Question: We want to divide 60 A students,20 B students and 20 C students in two tutorial groups of equal size(50), so that in each group we have at least 20 and at most 35 A students, at least 5 B students, and at least 5 C students.
How many different compositions are there to form a tutorial group? (Using a generating function)
How many different ways are there to divide the students among the tutorial groups?
My solution far: The coefficient is $x^{50}$
$f(x) = (x^{25}+...+x^{35})(x^{5}+...+x^{15})^{2}$ $= x^{25}(1+...+x^{10})*x^{5}*x^{5}(1+...+x^{10})^{2}$ $=x^{35}(1+...+x^{10})(1+...+x^{10})^{2}$
It is practical to "symmetrize" the constraints first. The $A$-students have to be partitioned in two groups with cardinality $\in[20,35]$, which actually means two groups with cardinality $\in[25,35]$. Similarly the $B$-students have to be partitioned in two groups with cardinality $\in[5,15]$ and the same holds for the $C$-students. The group to be sent to Tutor $1$ can be chosen in $$ \sum_{\substack{a\in[25,35]\\ b,c\in[5,15] \\ a+b+c=50}}\binom{60}{a}\binom{20}{b}\binom{20}{c} $$ ways, reasonably assuming that two different students with the same scores are distinguishable$^{(*)}$.

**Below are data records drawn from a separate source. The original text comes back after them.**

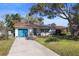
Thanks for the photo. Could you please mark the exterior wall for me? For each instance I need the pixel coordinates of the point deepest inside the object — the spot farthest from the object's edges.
(16, 32)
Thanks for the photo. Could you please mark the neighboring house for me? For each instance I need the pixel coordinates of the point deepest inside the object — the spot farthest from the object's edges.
(23, 29)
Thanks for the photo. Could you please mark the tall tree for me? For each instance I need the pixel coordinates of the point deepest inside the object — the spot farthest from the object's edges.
(10, 20)
(66, 11)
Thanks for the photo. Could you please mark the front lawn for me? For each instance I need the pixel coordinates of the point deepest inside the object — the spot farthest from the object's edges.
(5, 46)
(62, 47)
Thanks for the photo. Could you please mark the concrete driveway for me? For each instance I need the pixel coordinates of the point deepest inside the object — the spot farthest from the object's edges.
(29, 48)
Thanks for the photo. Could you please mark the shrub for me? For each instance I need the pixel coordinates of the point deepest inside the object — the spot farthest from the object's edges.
(49, 39)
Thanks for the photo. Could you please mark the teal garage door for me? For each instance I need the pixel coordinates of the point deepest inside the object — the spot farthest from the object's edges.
(22, 32)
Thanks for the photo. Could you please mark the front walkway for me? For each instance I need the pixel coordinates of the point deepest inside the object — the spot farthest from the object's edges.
(29, 48)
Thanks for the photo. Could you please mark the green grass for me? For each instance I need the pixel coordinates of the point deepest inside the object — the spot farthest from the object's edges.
(5, 46)
(62, 47)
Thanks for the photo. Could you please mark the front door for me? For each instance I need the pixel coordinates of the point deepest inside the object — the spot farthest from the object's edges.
(22, 32)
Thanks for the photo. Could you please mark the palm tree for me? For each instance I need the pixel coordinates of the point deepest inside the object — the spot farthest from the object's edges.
(10, 20)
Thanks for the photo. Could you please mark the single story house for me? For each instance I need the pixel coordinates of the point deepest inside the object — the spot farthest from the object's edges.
(23, 29)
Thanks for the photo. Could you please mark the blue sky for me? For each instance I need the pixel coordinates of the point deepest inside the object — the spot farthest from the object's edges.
(23, 9)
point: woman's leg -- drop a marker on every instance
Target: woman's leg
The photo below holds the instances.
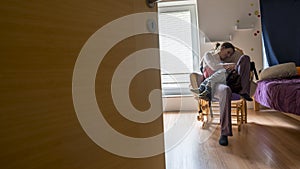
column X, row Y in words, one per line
column 223, row 94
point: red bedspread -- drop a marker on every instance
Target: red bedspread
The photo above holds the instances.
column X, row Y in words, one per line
column 279, row 94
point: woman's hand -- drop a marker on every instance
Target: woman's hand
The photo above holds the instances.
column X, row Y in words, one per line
column 229, row 67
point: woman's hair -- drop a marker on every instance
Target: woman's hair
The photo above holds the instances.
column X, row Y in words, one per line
column 225, row 45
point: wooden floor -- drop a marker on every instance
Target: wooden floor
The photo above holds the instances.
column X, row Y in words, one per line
column 270, row 139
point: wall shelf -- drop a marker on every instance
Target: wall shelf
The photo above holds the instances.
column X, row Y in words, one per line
column 244, row 27
column 224, row 39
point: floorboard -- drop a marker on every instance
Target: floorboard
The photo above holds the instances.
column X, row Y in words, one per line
column 270, row 140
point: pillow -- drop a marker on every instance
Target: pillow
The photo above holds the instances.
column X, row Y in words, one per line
column 279, row 71
column 234, row 58
column 298, row 70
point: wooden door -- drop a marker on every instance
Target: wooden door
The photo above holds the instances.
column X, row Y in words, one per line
column 40, row 44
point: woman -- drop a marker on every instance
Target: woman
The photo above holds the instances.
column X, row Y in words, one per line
column 214, row 70
column 215, row 74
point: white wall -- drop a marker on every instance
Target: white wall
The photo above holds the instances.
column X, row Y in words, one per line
column 217, row 20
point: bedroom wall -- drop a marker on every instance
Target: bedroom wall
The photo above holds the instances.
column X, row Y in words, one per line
column 217, row 20
column 40, row 43
column 239, row 19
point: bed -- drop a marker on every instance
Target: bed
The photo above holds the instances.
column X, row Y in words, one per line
column 280, row 94
column 279, row 88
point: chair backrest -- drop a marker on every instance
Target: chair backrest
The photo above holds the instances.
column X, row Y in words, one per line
column 196, row 79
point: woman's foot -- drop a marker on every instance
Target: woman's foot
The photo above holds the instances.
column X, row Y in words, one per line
column 223, row 141
column 199, row 90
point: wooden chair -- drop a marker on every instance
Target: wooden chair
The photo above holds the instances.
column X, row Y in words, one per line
column 207, row 109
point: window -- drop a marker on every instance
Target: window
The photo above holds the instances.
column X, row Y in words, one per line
column 179, row 46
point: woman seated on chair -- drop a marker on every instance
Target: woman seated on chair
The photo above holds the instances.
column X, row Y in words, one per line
column 215, row 83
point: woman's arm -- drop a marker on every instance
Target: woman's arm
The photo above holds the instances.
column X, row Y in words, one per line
column 212, row 61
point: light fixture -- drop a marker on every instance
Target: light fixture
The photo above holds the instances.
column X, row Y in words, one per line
column 151, row 3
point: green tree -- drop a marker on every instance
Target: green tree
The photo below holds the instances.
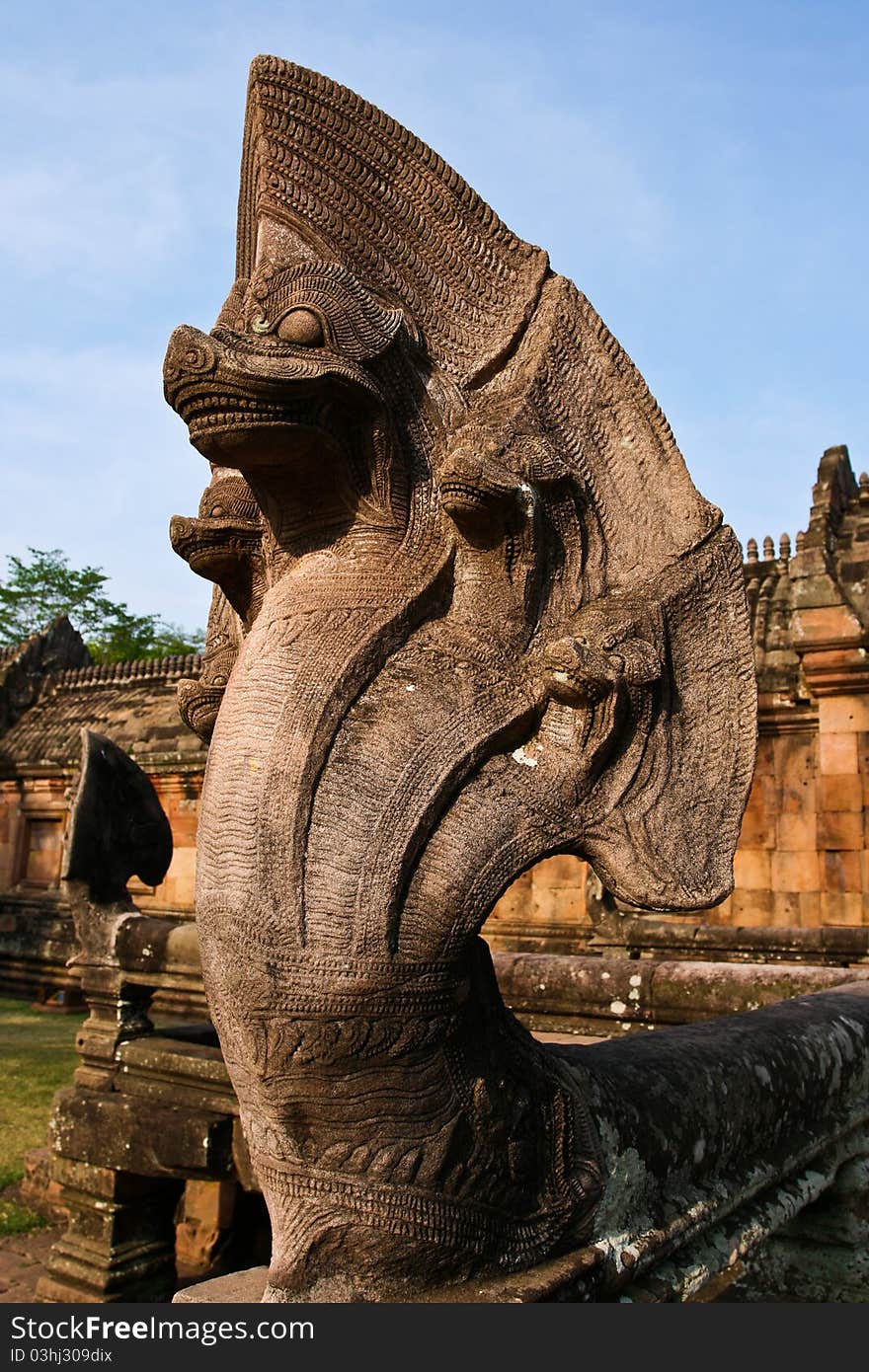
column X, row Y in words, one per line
column 39, row 590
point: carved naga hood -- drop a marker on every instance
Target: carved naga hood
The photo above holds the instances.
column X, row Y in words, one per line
column 470, row 611
column 355, row 231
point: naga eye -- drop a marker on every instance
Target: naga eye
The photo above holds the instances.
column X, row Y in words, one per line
column 301, row 327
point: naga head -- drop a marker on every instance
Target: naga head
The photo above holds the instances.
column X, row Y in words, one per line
column 285, row 368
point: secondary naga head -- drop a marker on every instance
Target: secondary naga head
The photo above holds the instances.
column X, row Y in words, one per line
column 470, row 611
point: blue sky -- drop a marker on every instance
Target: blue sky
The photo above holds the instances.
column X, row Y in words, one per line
column 697, row 169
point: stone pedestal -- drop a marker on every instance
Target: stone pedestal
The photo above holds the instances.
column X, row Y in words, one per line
column 119, row 1237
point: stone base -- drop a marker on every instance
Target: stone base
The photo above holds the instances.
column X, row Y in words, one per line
column 235, row 1288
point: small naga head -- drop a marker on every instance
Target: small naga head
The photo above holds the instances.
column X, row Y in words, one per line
column 493, row 468
column 285, row 366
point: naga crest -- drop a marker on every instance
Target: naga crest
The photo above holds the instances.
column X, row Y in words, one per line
column 470, row 611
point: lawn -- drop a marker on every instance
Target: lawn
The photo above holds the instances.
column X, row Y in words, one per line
column 38, row 1055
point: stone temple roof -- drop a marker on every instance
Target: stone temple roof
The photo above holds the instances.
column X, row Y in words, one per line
column 130, row 703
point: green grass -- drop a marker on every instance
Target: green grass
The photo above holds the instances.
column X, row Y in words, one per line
column 38, row 1055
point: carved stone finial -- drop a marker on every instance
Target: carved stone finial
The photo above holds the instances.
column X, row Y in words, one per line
column 463, row 577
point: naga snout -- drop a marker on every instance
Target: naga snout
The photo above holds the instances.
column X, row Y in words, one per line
column 190, row 354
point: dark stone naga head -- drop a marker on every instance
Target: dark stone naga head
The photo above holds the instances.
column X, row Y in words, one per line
column 470, row 611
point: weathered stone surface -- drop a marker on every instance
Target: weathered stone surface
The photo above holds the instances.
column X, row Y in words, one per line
column 471, row 612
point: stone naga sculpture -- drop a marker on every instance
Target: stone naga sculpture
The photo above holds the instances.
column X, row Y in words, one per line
column 470, row 612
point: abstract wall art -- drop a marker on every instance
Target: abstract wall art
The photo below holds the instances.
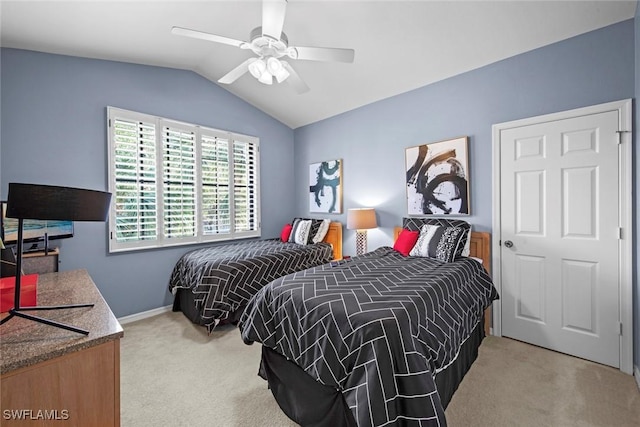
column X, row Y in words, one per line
column 325, row 187
column 437, row 178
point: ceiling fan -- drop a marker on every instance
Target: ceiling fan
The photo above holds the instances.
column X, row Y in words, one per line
column 270, row 44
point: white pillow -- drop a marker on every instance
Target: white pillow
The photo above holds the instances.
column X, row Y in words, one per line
column 322, row 231
column 302, row 232
column 467, row 245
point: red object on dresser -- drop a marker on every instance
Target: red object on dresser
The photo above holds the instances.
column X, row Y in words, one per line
column 28, row 290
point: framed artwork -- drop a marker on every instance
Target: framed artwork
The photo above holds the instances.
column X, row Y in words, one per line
column 325, row 187
column 438, row 178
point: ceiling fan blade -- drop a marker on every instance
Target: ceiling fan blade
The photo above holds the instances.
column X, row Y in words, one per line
column 294, row 79
column 179, row 31
column 273, row 12
column 237, row 72
column 331, row 54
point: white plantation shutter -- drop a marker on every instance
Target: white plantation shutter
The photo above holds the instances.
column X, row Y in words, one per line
column 134, row 194
column 244, row 186
column 179, row 182
column 216, row 208
column 175, row 183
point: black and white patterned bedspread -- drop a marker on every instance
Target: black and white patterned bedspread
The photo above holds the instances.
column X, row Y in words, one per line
column 378, row 328
column 224, row 277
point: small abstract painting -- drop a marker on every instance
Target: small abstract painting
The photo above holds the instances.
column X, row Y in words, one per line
column 325, row 187
column 438, row 178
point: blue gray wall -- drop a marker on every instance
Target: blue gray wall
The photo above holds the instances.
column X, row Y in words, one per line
column 54, row 132
column 636, row 126
column 590, row 69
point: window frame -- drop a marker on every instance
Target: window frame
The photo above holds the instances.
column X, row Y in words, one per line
column 199, row 131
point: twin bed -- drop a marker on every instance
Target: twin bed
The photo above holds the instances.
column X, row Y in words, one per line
column 213, row 284
column 379, row 339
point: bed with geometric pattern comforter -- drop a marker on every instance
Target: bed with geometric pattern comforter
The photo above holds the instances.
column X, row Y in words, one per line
column 218, row 281
column 377, row 328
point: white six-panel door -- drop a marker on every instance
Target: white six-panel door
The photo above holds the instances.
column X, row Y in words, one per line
column 559, row 211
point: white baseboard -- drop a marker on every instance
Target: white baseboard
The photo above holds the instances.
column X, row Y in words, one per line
column 145, row 314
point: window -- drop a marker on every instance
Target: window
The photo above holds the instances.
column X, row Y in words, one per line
column 176, row 183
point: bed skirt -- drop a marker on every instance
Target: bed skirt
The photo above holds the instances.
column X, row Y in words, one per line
column 312, row 404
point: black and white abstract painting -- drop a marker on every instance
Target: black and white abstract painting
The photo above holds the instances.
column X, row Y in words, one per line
column 438, row 178
column 325, row 187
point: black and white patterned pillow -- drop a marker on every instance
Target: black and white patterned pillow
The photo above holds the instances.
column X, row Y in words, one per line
column 317, row 229
column 415, row 224
column 322, row 231
column 302, row 232
column 294, row 225
column 439, row 242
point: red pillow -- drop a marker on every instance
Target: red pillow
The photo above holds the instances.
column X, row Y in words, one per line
column 286, row 232
column 406, row 241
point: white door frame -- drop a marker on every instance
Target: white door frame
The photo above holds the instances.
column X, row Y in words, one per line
column 625, row 219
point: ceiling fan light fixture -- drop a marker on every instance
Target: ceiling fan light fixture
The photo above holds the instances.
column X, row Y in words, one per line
column 275, row 67
column 257, row 68
column 266, row 78
column 282, row 74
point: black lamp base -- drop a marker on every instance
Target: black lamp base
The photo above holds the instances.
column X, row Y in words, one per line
column 20, row 313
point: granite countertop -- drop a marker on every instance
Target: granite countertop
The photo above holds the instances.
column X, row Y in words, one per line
column 24, row 342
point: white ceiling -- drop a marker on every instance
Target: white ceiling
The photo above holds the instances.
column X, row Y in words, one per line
column 399, row 45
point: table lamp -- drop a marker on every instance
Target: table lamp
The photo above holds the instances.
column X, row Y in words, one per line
column 49, row 202
column 361, row 219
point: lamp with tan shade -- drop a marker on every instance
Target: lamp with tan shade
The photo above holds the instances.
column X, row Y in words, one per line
column 361, row 219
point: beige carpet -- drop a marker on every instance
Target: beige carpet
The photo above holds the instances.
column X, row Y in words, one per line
column 173, row 374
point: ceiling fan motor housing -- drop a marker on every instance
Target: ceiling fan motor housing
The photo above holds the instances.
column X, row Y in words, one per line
column 265, row 46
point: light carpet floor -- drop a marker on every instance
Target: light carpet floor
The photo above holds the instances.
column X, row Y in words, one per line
column 174, row 374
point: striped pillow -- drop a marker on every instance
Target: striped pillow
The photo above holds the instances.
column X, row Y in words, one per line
column 439, row 242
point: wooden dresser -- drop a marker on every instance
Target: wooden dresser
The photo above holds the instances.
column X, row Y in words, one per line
column 50, row 376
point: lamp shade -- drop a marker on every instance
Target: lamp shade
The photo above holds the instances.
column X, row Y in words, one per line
column 50, row 202
column 361, row 218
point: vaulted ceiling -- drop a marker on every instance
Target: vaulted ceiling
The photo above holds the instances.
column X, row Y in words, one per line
column 399, row 45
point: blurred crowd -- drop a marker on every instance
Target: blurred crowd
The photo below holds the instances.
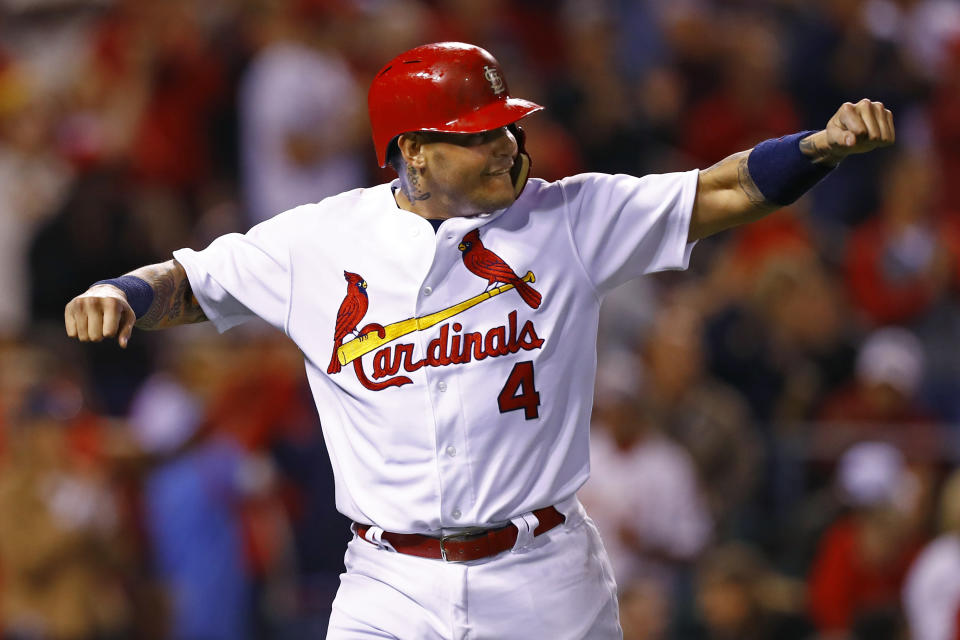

By Vandermonde's identity $$ \sum_{b+c=k}\binom{20}{b}\binom{20}{c}=\binom{40}{k}$$ hence the previous sum can be written as $$ \sum_{a=25}^{35}\binom{60}{a}\left[\binom{40}{50-a}-\!\!\!\!\!\!\!\sum_{\substack{b+c=50-a\\ b<5\vee c<5\vee b>16\vee c>16}}\!\!\!\!\binom{20}{b}\binom{20}{c}\right] $$ etcetera. For sure it is better to approach the question through exponential generating functions, rather then ordinary generating functions, due to $(*)$.